Some strength athletes are convinced that they react badly to creatine. They fall ill more quickly when they use the most researched and most effective supplement to hit the market in the last twenty years. Are they imagining this? Perhaps not, cell studies done by immunologists at Creighton University suggest.
Toll-like receptors [TLRs] were the focus of the researchers' study, the results of which will be published soon in International Immunopharmacology. TLRs are receptors on the membrane of immune cells, which are capable of recognising pathogens. TLRs play an important role in the non-learning part of our immune system that we are born with, and they roll into action immediately when they discover pathogens or faulty substances produced by the body itself. This part of the immune system is also called the body's natural resistance.
Back in the seventies, researchers discovered that creatine has an anti-inflammatory effect. [Arch Int Pharmacodyn Ther. 1978 Feb; 231(2): 340-50.] The effect is so strong that researchers even attributed painkilling effect to creatine. If it weren't for the fact that creatine has been so well studied, you'd be forgiven for wondering whether the extra reps you manage on creatine were the result of its painkilling properties.
Because inflammation is closely bound up with the immune system, the immunologists at Creighton were curious to know whether creatine and its analogues have an effect on the immune system. They extracted macrophages from mice and exposed these in test tubes to creatine, creatinine and creatine ethyl ester. Macrophages are immune cells that fall under the natural resistance department. They literally gobble intruders up.
When the researchers added creatyl [CEE], creatine [CR] and creatinine [CRN] to the cells and waited 60 minutes, the production of the RNA for the TLRs decreased. The figure below shows the effect of the three analogues on the RNA for TLR-4. These are the instructions from the genetic material in the cells to make more TLR-4. At twenty and thirty minutes after being added, creatine ethyl ester boosts production, but this effect has worn off after 60 minutes.
The photos above show the cells where the TLRs have been made visible using dye. This was done 24 hours after exposure to creatinine, the waste product of creatine and creatine ethyl ester.
TLR-2 is a receptor through which macrophages recognise bacteria, viruses and fungi; TLR-3 is involved in protecting blood vessels against hardening; TLR-4 stimulates pain and inflammation processes and TLR-7 recognises the genetic material of viruses.
The researchers repeated their experiments with cells from mouse spleens, and obtained the same results. The spleen is the equivalent of the immune cells' barracks.

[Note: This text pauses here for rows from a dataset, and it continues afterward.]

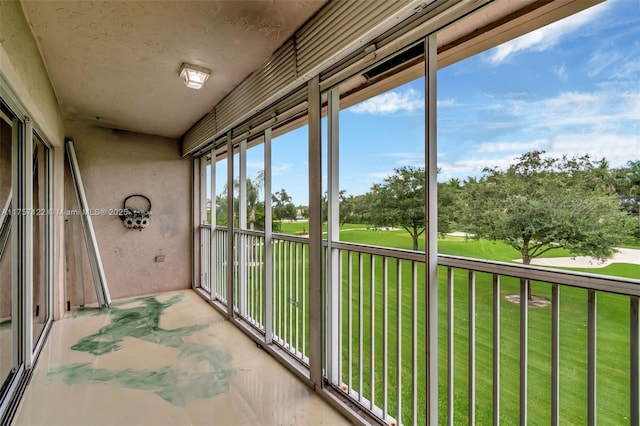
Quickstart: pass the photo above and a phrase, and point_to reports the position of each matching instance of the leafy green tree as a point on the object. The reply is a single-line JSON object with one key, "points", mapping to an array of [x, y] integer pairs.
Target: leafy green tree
{"points": [[283, 207], [541, 204], [399, 201], [627, 185], [448, 205]]}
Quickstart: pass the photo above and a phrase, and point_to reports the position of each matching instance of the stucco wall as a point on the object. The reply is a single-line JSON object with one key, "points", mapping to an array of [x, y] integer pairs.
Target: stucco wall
{"points": [[113, 165], [22, 65], [25, 74]]}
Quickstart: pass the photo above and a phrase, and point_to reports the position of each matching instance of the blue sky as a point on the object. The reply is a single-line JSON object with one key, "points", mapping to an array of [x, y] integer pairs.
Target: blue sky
{"points": [[572, 87]]}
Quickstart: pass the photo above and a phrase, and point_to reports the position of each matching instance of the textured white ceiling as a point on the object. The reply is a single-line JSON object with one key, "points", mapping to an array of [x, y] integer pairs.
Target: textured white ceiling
{"points": [[116, 63]]}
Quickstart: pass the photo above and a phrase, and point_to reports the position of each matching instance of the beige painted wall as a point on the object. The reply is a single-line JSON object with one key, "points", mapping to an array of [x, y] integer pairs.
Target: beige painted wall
{"points": [[113, 165]]}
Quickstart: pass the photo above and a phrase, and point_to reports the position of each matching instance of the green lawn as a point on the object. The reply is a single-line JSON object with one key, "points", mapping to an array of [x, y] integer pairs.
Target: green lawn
{"points": [[612, 344]]}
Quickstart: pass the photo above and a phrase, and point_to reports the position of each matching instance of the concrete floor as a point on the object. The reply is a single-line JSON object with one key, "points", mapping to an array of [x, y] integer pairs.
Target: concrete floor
{"points": [[168, 359]]}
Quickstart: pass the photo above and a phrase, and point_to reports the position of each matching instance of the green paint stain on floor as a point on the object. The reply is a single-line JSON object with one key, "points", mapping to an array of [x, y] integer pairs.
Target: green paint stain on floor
{"points": [[173, 383]]}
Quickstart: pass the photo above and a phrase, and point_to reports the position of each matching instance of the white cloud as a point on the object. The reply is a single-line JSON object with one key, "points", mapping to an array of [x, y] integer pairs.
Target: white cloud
{"points": [[603, 124], [444, 103], [408, 100], [415, 159], [472, 167], [545, 37], [280, 169], [616, 148], [379, 175], [511, 146], [561, 72]]}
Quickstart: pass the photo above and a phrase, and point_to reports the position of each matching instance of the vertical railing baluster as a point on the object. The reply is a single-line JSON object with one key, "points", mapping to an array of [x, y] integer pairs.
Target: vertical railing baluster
{"points": [[360, 327], [555, 355], [524, 341], [634, 361], [496, 349], [304, 302], [591, 358], [372, 346], [297, 297], [349, 319], [414, 343], [290, 295], [450, 345], [472, 348], [398, 341], [385, 340]]}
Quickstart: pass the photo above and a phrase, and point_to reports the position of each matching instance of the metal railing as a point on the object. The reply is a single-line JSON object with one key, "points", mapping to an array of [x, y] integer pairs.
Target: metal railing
{"points": [[290, 294], [493, 350]]}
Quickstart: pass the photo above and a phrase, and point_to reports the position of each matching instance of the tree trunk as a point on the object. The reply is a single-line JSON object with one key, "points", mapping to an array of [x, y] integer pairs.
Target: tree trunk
{"points": [[526, 260], [252, 219]]}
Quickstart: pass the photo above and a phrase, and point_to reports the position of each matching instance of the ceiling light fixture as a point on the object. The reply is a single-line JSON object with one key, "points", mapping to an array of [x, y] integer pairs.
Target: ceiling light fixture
{"points": [[193, 76]]}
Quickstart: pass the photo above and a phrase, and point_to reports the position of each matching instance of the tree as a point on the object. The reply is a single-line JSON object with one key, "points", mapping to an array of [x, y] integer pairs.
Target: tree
{"points": [[627, 185], [399, 201], [540, 204], [448, 204], [283, 207]]}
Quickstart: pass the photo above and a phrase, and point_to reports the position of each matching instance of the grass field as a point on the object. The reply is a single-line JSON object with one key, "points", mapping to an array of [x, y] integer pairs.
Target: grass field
{"points": [[612, 337]]}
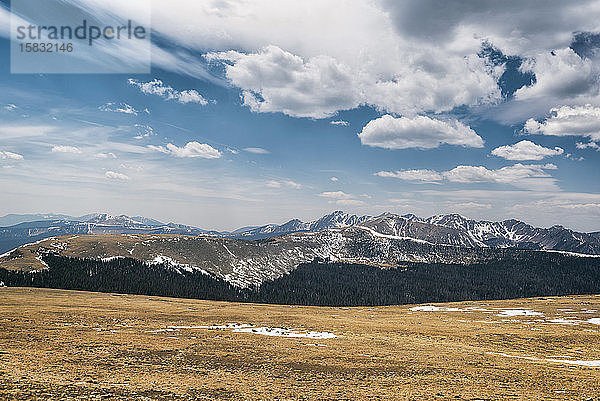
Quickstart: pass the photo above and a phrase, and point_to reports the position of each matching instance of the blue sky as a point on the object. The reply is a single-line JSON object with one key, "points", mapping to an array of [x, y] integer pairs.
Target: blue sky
{"points": [[261, 111]]}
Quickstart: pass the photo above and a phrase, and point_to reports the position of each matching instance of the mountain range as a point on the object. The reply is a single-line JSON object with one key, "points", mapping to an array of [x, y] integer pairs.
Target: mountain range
{"points": [[449, 229]]}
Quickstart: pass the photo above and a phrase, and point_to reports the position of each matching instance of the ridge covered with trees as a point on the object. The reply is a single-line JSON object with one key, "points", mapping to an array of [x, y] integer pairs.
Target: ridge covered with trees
{"points": [[523, 274]]}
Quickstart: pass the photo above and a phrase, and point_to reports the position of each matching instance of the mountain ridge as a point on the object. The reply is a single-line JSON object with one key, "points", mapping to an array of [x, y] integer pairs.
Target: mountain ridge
{"points": [[448, 229]]}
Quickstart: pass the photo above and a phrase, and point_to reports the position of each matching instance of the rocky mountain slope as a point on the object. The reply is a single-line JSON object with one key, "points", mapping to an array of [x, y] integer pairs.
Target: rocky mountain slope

Three hours after a load of creatine molecules have entered your blood, half of them have already been converted into creatinine. It's not so much creatine users' creatine level but their creatinine level that is probably raised the whole day – certainly if they take several doses a day.
"It is tempting to speculate that the extended elevation in creatine levels in vivo negatively impacts the host's ability to respond to infections", the researchers write. "Future studies in the laboratory will focus on the impact of CR, CRN, and CEE in animal models of viral and bacterial infections."
Future studies. Aha. We'll be watching out for these.
Int Immunopharmacol. 2011 May 14. [Epub ahead of print].